The energy contained in this night out at the dance club, Heaven, overspills the dance floors, allowing the dancer to reach ‘toward the infinite’, ‘conjur[ing] life from life, all because ‘all of the dead / […] dance with her’. Here is an obvious connection with Spivak’s ghost dance, when the philosopher theorised establishing an ‘ethical relation’ with ancestors.
In the case of C+nto, the ancestors are lesbians: both the ancestral lesbians of the 1980s for the 2020s readership, but also the ancestral lesbians who preceded Angel, Dudizile, Jack Catch, and Valentina—Taylor’s personae in ‘O, Maryville’. They are the ghosts, and are haunted by other ghosts.
Spivak describes the ghost dance as the moment when ‘You crave to let history haunt you as a ghost or ghosts, with the ungraspable incorporation of a ghostly body’ (70), and the effort of C+nto can be described as that paean to and memory of lesbian subculture from the 1980s onwards. But we’re invited to ask: Is it successful in C+nto? Does the text successfully create that ‘ethical relation’ with lesbian ancestors?
Spivak also writes that the end of the ghost dance ‘is to make the past a future, as it were—the future anterior, not a future present’ (70). This haunting from the past turns veneration of it into a ritual through which a future can be imagined and figured. The future in C+nto is confirmed in the final poem, ‘Trauma: the Opera‘ that ends with a Puck-like thanks to the readerly audience:
thank you for listening. lay a wreath where the two roads pleat. photocopy my photograph. return to me once a year. tell them a story
‘Trauma: the Opera’, Taylor, p. 121
make me live.
See how the ghost dance is reaffirmed insofar as the speaker is the ghost who can be made to live through returning to her and telling others a story. In fact, it’s a mutual haunting given that the speaker invites us to ‘return to me’, as if we are haunting her.
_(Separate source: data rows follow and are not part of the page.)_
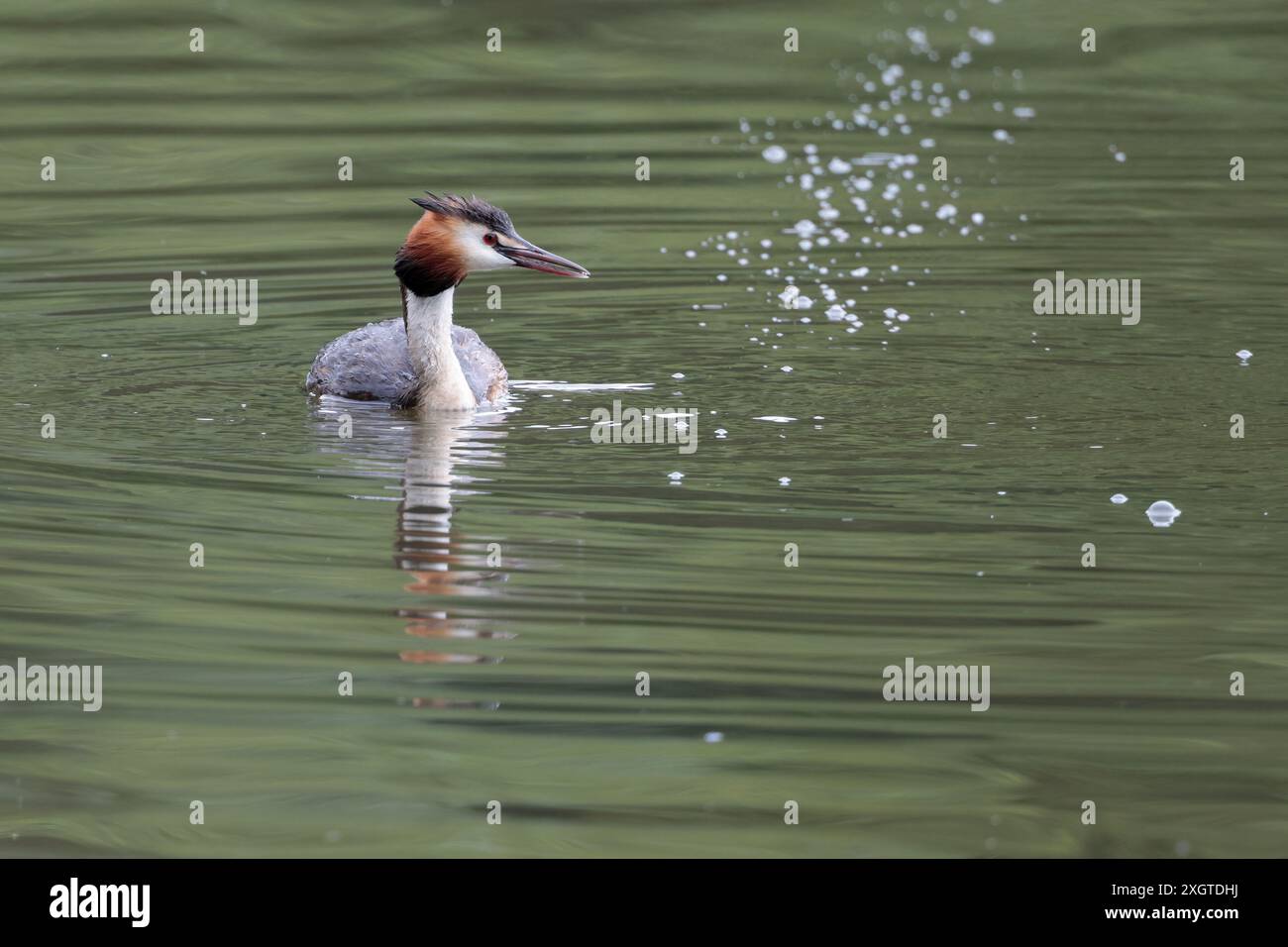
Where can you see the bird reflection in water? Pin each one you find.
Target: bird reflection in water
(443, 566)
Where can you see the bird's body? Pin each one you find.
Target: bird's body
(424, 361)
(374, 364)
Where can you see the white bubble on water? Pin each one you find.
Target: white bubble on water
(1162, 513)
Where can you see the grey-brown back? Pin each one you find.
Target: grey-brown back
(374, 364)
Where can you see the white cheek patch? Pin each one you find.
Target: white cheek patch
(478, 256)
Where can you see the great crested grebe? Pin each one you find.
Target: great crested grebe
(423, 360)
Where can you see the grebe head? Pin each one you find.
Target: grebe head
(458, 236)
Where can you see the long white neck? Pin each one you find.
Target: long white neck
(429, 339)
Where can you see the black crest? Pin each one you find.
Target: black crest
(475, 209)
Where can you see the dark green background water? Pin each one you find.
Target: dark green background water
(518, 684)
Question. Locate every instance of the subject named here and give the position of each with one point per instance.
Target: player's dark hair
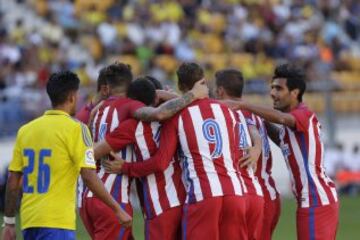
(188, 74)
(157, 83)
(118, 75)
(231, 80)
(142, 90)
(101, 81)
(295, 78)
(60, 85)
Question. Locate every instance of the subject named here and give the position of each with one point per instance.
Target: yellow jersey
(50, 151)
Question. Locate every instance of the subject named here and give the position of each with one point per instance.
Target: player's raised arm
(253, 153)
(117, 139)
(159, 162)
(171, 107)
(11, 199)
(92, 181)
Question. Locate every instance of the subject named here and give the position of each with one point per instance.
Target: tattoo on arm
(273, 132)
(165, 110)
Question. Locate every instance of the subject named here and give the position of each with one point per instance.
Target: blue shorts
(48, 234)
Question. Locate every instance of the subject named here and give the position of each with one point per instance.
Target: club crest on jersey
(89, 157)
(265, 142)
(243, 139)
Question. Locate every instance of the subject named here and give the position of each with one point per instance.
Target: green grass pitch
(349, 227)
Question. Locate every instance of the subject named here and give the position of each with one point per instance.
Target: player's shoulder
(304, 110)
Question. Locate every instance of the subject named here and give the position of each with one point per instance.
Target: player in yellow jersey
(50, 152)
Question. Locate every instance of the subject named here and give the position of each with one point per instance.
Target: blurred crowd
(38, 37)
(343, 165)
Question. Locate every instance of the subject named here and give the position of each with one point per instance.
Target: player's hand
(93, 113)
(9, 232)
(200, 89)
(250, 158)
(232, 104)
(115, 165)
(124, 219)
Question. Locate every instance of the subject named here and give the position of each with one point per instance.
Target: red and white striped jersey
(303, 150)
(158, 191)
(113, 111)
(249, 182)
(264, 165)
(205, 134)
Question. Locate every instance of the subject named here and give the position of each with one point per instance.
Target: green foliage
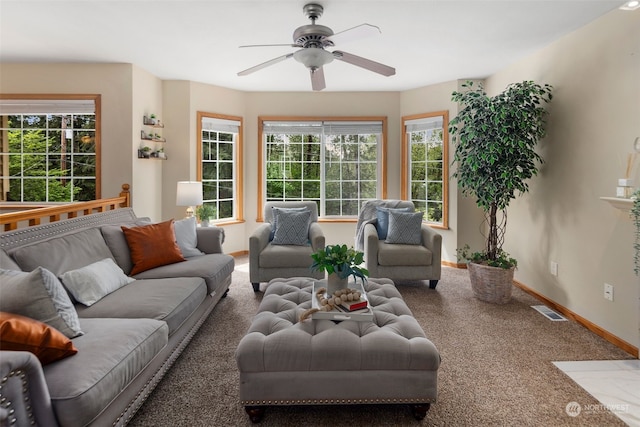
(635, 216)
(494, 140)
(340, 259)
(205, 212)
(502, 260)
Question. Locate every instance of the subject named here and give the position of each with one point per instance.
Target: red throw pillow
(152, 245)
(20, 333)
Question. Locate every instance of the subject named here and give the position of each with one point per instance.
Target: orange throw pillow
(20, 333)
(152, 245)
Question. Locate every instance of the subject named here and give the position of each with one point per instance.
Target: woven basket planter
(491, 284)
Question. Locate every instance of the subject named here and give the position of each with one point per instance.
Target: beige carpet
(496, 366)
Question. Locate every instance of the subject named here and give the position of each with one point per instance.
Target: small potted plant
(340, 262)
(205, 213)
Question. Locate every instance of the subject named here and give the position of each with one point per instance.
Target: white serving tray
(337, 314)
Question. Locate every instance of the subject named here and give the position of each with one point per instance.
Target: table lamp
(189, 193)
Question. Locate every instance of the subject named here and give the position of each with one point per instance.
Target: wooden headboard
(32, 217)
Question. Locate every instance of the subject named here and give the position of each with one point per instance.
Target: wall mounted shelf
(619, 203)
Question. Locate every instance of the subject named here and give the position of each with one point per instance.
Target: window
(219, 167)
(50, 148)
(424, 165)
(337, 163)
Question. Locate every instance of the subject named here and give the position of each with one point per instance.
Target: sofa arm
(25, 396)
(316, 236)
(371, 249)
(210, 239)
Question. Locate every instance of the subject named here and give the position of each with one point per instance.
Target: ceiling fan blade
(359, 32)
(265, 64)
(365, 63)
(317, 79)
(270, 45)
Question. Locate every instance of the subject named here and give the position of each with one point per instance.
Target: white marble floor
(615, 383)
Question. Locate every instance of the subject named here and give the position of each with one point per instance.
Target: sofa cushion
(40, 296)
(382, 220)
(117, 243)
(170, 300)
(213, 268)
(19, 333)
(92, 282)
(407, 255)
(186, 237)
(64, 253)
(292, 228)
(7, 262)
(152, 245)
(404, 228)
(110, 355)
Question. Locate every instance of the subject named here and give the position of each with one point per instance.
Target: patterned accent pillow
(382, 226)
(152, 246)
(293, 228)
(20, 333)
(91, 283)
(275, 210)
(404, 228)
(40, 296)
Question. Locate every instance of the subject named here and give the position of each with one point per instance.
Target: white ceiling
(427, 41)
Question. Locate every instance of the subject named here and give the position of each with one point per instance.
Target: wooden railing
(31, 217)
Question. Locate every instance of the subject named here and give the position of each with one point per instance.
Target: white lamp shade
(189, 193)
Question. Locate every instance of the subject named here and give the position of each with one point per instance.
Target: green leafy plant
(494, 140)
(635, 216)
(340, 259)
(205, 212)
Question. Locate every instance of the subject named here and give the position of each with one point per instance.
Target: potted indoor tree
(495, 139)
(205, 213)
(340, 262)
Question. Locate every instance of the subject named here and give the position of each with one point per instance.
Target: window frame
(96, 98)
(261, 187)
(237, 161)
(405, 184)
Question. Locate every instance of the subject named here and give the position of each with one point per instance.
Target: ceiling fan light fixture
(313, 57)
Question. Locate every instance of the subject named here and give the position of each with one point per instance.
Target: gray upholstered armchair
(414, 255)
(280, 249)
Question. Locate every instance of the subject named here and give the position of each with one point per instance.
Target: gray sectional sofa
(130, 336)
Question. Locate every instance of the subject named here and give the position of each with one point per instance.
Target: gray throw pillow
(275, 211)
(40, 296)
(405, 228)
(382, 224)
(185, 230)
(91, 283)
(293, 228)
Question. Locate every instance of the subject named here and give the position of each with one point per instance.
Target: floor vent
(548, 313)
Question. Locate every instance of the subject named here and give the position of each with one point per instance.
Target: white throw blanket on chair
(369, 215)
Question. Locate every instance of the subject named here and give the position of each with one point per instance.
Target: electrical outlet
(553, 268)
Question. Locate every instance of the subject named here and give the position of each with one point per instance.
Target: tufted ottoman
(283, 361)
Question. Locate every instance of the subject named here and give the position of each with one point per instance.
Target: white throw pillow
(91, 283)
(185, 230)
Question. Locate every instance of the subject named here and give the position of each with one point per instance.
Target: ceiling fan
(313, 39)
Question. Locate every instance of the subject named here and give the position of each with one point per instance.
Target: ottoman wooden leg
(256, 413)
(420, 410)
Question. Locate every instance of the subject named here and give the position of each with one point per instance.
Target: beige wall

Whichever way you see the power balancing, there is nonetheless a hauntological relation at play. It results in an ethical relation with the past that leads to the future—a future that ends with story, but begins with dance.
[1] Joelle Taylor, C+nto and Othered Poems (London: The Westbourne Press, 2021), p. 91
[2] Gayatri Chakravorty Spivak, ‘Ghostwriting’, Diacritics, 25.2 (1995), 64–84, 70.